Expanding Beyond Three Colors

I am often unable to achieve the range and subtlety of color I want with just blue, yellow, and magenta, so I have added cyan and red color layers to my standard workflow.  This page provides a brief summary of the concepts.  Page 4 of 'Silvergum' goes into much greater detail.

You’re not limited to one pigment per color layer. Currently, one of my favorite sets includes Verditer Blue, Quinacridone Rose, Rhodonite Genuine, the Hansa Yellows Light, Medium, and Deep, and Naples Yellow, with the optional additions of Quin Red and Prussian Blue.  Mixing two or more pigments in any layer, and including component pigment overlap, helps tie together the colors in the final print .


Starting Point

My gum prints start in a digital camera. This image was made with a Pentax K10. The only adjustments I made to the factory default settings were to set the contrast as low as possible and to kick the saturation up a notch. I shoot in RAW and work in Photoshop CS2 at 720 dpi.

Crop and re-size to your liking and then save that file, labeled ‘Prime’. This image is ‘RainbowSeep-prime.psd’. This allows all of the subsequent layers to align so that if you want to change a layer, you always have the original file as a reference.

I print all of my layers on Pictorico OHP, on an Epson R2400, with matte black ink on the ‘Best Photo’ setting and gamma 2.2.

Working with a digital file in RAW means you have almost limitless control and potential for creativity. The first image on the left is a straight negative, made by desaturating and inverting. If I made the black and white print from this negative the red rocks and yellow algae would print out very dark and the gum colors would to a large extent be lost.

The middle negative is made by using the hue/saturation slider and selective color tool. I increase the red, magenta, and yellow saturation and then run a +100% black in all three colors, and then invert and sharpen. The red rocks and yellow algae end up very light in the final print.



Digital Negatives and Perfect Registration

On the left: I like to outline each separation negative with silver film tape, leaving a tiny clear space around the image. This preserves the clean, black emulsion and makes the final print look framed.  Obviously, this is strictly a matter of personal taste.


 

On the right: For every different color layer applied, there is a separate color separation negative. 

One point to love about gum-overs is the ease of negative registration.

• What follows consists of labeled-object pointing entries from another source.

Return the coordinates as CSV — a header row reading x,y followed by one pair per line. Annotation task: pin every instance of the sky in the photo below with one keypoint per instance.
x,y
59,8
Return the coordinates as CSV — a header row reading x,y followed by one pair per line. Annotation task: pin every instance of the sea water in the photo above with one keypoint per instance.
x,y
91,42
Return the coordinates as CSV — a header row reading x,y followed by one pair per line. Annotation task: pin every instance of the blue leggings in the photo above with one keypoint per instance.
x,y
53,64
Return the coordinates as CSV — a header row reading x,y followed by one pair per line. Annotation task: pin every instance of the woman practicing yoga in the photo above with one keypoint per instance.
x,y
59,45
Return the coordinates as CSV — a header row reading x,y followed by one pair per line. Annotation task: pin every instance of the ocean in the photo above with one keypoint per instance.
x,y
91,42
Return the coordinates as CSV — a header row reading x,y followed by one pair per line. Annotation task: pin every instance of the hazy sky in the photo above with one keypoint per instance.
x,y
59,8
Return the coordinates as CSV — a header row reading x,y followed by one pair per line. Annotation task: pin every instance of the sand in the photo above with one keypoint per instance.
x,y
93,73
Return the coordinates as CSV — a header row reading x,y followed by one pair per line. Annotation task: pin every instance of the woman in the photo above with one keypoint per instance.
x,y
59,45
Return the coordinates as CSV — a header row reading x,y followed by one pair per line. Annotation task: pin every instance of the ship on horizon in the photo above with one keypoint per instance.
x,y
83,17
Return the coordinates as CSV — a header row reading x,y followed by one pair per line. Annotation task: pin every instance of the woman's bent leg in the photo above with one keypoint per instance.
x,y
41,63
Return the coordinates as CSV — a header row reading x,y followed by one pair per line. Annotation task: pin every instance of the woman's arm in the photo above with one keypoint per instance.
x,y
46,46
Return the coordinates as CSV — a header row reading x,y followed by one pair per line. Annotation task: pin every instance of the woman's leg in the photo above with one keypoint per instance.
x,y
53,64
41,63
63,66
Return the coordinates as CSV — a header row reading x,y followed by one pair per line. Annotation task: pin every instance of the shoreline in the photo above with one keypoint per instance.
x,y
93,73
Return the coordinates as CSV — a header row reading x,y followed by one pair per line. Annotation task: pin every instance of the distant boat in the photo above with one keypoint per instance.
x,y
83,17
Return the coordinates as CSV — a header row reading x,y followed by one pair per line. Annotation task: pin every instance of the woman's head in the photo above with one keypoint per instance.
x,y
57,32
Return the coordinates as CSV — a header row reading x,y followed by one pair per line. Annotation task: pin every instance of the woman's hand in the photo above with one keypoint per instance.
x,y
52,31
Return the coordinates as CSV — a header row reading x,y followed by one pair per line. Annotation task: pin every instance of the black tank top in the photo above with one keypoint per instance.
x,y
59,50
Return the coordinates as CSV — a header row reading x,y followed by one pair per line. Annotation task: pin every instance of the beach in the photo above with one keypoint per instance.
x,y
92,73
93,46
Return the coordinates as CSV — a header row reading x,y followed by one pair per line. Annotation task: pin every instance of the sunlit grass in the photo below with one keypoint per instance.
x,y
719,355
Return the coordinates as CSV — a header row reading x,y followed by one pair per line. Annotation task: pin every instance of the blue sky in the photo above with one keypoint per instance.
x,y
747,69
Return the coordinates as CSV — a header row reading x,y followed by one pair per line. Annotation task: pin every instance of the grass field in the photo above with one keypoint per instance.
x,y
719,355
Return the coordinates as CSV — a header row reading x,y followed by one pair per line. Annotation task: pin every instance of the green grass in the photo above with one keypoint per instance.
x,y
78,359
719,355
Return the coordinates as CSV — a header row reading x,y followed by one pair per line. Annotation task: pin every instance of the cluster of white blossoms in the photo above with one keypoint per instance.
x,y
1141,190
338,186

The first layer aligns with the B&W 'k-layer'. After each successive color layer is completely dried, the print is flattened.  A dry mount press works perfectly for this, but a clothes iron over the print inside a couple of sheets of 2-ply mat board or similar, followed by flattening under a weight works just as well.  On a light table, register the appropriate negative with the image and tape the two together at the top with film tape. When you go to coat, swing the negative up. When the coating is dry, swing the negative back down – still in perfect registration.



Perfect registration after five layers of gum.

In addition to the ease of registering negatives over an initial k-layer, perfect registration is greatly improved by the addition of digital negatives to the process. With each step, the paper shrinks just a bit. I've calibrated that shrinkage (and it's very consistent) for Fabriano paper and my work flow.

Starting with a 3.5 inch high print in mind, I make the original print negative 0.5 mm longer and 0.3 mm wider (disable 'Constrain Proportions'). There is considerable shrinkage during the first step. With each color layer there is just a bit more shrinkage, getting less with each pass. You would think it wouldn't be enough to matter, but perfect registration makes an enormous difference in the finished print, and since with digital negatives custom sizing is one-step easy, why not? A little trial and error and good notes will quickly establish the calibration that works best with a particular set of materials and workflow.


I’ve decided that trying to create adjustment curves for each layer is an exercise in head-banging futility. I advocate a much simpler and straightforward method – a combination of saturation and selective color.

The expanded tutorial on the next page will cover this technique in great detail.

The Gum Layers
1 2 3
4 5 6
  1. BLUE: Prussian blue, Verditer blue and Q Rose. Yellow channel.
  2. CYAN: Prussian blue, Verditer blue and Hansa Yellow Light. Yellow channel.
  3. MAGENTA: Q Rose and Rhodonite. Green channel.
  4. RED: Rhodonite and Naples Yellow. Green channel.
  5. YELLOW: Hansa Yellow Medium, Hansa Light and Naples Yellow. Blue channel. This is the final print that heads this section.

Note: My current personal workflow is Yellow/Blue/Magenta/Cyan/Red.  The color separation baseline worksheets on the following page reflect this ordering.  Starting from that baseline, you can easily adjust the sequence to fit your own work.

6. A final, important note to keep in mind: no matter how hard one strives for repeatability, each print is still a handmade individual, not a reproduction.  I started with two black and white prints of Rainbow Seep. They were identical until the fourth (red) layer. For no discernable reason, the red on one printed darker. So, on the final Yellow layer, I pulled the printing time by a minute. The result is a distinctly different interpretation than #5.


One last lovely bit of artistic control: Hand painting. The image below on the left is a five-color silvergum. The one on the right is a three-color silvergum with Daniel Smith’s “Sap Green” hand painted on the leaves between the magenta layer and the yellow layer.